Taking a page from Alec Baldwin’s remarkable manifesto in New York Magazine – which was to free-floating hostility what Ella Fitzgerald was to scat singing – I have decided to resign from public life as well.

I’m back in New York as it happens – and why is really none of your concern – and I notice the change when I go out the door. As soon as I try to leave the food market they start with the questions:

“Did you find everything you were looking for?”

“Do you want to buy a bag for ten cents?”

“Do you want your receipt?”

It used to be you could go out on the street and be left alone. Like many rubes from the provinces, I marveled at how, the first time I came here in the eighties, people would walk right by me when I tried to ask a question. Then, over time, I came to understand that most people asking questions are a) trying to hustle you or b) too stupid to be real.

Or as the fellow said to the cop in Times Square, having asked many strangers: “Is there any way to get to the Statue of Liberty without fucking myself?”

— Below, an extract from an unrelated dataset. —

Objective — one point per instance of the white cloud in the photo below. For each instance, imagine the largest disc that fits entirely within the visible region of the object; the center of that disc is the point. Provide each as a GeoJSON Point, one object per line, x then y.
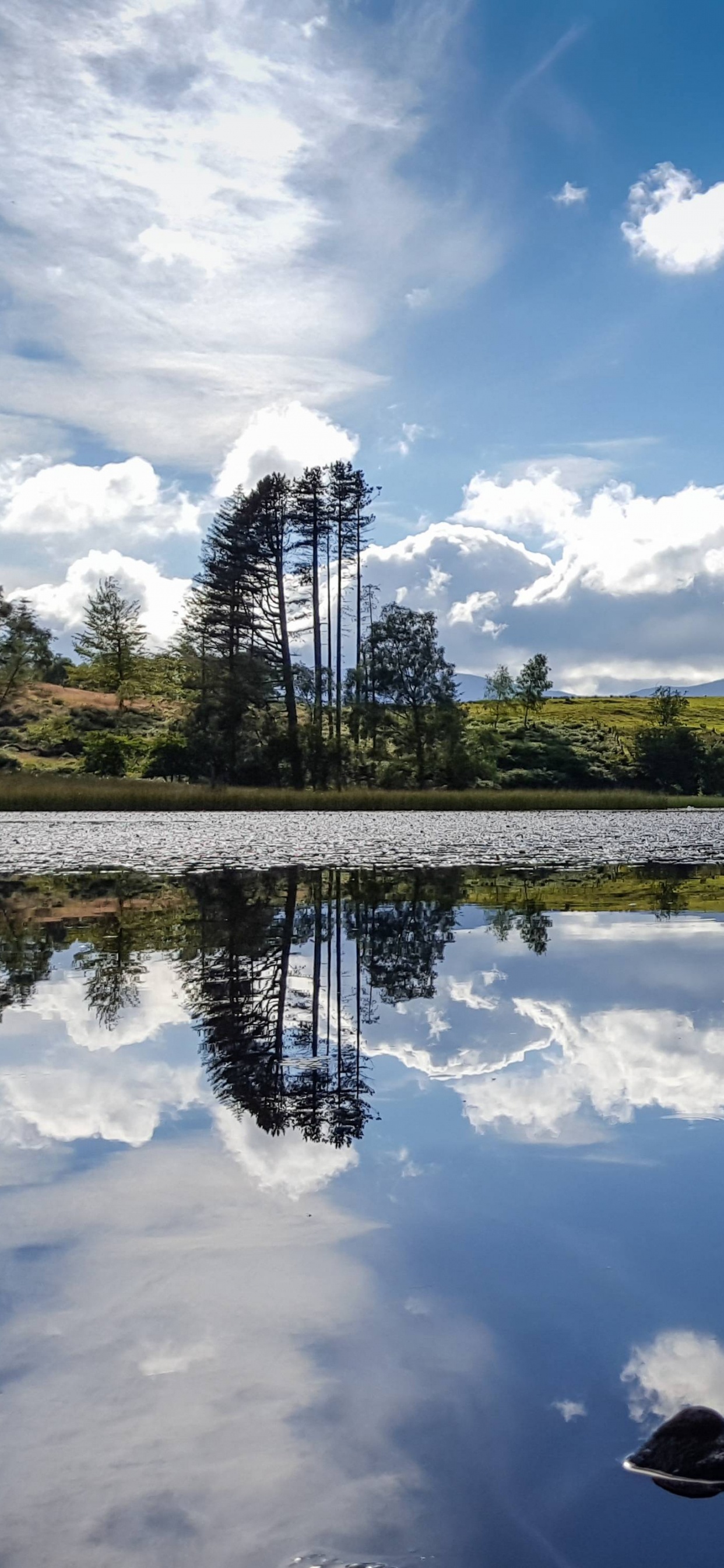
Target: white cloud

You could count on people to leave you alone. I remember, having seen Eric Bogosian in one of his one-man shows the night before, walking past the monologist on a street in Soho. “Hey, great show last night!” I shouted. He looked at me like he wanted to call security.

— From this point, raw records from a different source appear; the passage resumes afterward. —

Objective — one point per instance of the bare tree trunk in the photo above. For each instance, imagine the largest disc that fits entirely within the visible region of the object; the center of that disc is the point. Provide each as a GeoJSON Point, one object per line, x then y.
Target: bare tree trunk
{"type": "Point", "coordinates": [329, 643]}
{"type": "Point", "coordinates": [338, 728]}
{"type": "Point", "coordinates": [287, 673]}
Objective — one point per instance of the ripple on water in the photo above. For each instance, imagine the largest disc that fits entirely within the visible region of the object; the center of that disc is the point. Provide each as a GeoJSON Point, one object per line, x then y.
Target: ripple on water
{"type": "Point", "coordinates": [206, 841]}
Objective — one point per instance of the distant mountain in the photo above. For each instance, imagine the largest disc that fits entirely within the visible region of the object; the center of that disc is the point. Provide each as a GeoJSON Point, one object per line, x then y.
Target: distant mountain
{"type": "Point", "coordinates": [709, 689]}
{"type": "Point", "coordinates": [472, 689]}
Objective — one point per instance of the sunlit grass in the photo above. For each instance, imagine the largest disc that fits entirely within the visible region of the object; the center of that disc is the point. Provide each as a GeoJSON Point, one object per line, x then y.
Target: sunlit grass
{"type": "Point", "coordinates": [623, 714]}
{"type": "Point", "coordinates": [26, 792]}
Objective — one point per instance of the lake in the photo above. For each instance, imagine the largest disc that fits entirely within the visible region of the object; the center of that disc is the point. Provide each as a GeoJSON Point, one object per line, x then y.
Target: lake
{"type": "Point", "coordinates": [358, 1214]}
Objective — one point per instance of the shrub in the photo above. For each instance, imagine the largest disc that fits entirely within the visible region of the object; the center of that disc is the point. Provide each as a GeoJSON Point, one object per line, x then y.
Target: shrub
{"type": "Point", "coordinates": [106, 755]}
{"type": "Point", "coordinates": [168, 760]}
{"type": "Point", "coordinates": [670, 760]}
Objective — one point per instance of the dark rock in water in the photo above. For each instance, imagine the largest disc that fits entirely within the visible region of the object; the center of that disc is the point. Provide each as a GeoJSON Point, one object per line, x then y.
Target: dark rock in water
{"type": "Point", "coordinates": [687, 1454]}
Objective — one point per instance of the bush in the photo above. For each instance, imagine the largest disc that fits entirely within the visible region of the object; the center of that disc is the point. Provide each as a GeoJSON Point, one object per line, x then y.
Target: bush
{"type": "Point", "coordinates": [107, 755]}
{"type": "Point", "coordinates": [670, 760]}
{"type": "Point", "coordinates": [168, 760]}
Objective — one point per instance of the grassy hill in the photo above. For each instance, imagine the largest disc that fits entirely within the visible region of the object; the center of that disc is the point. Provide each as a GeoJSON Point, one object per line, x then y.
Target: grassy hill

Note to Alec: I don’t think Bogosian has many strangers bugging him these days.

Not that I’m saying Alec was overreacting but I did see him once on West 12th   Street. I happened to be on the phone and smiling about something when I made eye contact with him and he looked at me like I owed him money.  So paranoia may just be his Pepsodent.

But back to me. It used to be, here in Fort Greene (and wouldn’t you like to know my exact address?) you could count on no one asking you for nothing. Okay, there was that crack head that offered to blow me but she did call me “Sir.” Now total strangers emerge from the subway in the summer and ask, with a French accent, “Where is ze flea market?” Really, pal: Do I look like Fodor’s?

Which is why I’m moving to California. Actually, I moved to California last year – When? I don’t think’s that’s really any of your business – and the energy has changed in the Bay Area. Where people used to ask you inappropriate questions all the time – “How’s it going?” “What’s up?” – now most people are content to interact with their phones and leave you alone.

Except for the homeless people. They’re still asking me for money.

So if you want to find me you’ll have to use the phone book (“What’s that?” I hear you say) and then drive around my neighborhood and hope to see me out walking my dog.

What kind of dog? The nerve of some people.